Stellungnahme des Bundesrates
Entwurf eines Gesetzes zur Änderung des Staatsangehörigkeitsgesetzes

Der Bundesrat hat in seiner 847. Sitzung am 19. September 2008 beschlossen, zu dem Gesetzentwurf gemäß Artikel 76 Abs. 2 des Grundgesetzes wie folgt Stellung zu nehmen:

1. Zu Artikel 1 Nr. 0.1 - neu - (§ 10 Abs. 5 Satz 2 und 3 - neu - und Absatz 7 StAG)

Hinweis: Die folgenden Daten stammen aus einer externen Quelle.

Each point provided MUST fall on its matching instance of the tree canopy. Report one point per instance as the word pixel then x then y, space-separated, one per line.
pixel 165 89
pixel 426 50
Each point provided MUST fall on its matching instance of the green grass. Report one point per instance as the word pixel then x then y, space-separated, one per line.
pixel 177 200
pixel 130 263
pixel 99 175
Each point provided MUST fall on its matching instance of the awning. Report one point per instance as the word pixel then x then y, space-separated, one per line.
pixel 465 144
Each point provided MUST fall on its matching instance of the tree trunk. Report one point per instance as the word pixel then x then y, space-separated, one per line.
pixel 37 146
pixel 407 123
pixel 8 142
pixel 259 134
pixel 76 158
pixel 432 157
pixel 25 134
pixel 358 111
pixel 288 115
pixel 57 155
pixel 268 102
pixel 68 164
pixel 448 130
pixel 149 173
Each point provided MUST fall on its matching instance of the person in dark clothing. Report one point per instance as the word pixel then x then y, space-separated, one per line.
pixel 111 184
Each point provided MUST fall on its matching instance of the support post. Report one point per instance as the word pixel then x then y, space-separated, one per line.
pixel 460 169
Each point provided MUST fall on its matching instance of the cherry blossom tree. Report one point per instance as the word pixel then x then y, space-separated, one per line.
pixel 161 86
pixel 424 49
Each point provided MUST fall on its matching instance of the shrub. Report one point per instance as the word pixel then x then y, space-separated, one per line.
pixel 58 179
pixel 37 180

In Artikel 1 ist Nummer 1 folgende Nummer voranzustellen:

"0.1 § 10 wird wie folgt geändert:

Begründung

Im Interesse einer eindeutigen Rechtsgrundlage für eine originäre Aufgabenwahrnehmung durch das Bundesamt für Migration und Flüchtlinge wird § 10 Abs. 5 und 7 entsprechend ergänzt.

Die Durchführung des Einbürgerungskurses, für den eine Teilnahme nicht verpflichtend vorgeschrieben ist, und des Einbürgerungstests, dessen Nachweis mit Artikel 5 des Gesetzes zur Umsetzung aufenthalts- und asylrechtlicher Richtlinien der Europäischen Union vom 19.07.2007 (BGBl. I S. 1970) neu in das Staatsangehörigkeitsgesetz (§ 10 Abs. 5) eingefügt worden ist, baut auf den mit dem Integrationskurs erworbenen Kenntnissen der Rechtsordnung, Kultur und Geschichte in Deutschland auf. Der für die Einbürgerung erforderliche Nachweis der über die Integrationskurskenntnisse hinausgehenden staatbürgerlichen Kenntnisse wird durch einen Einbürgerungstest erbracht, der bundesweit als standardisierter Test angeboten wird.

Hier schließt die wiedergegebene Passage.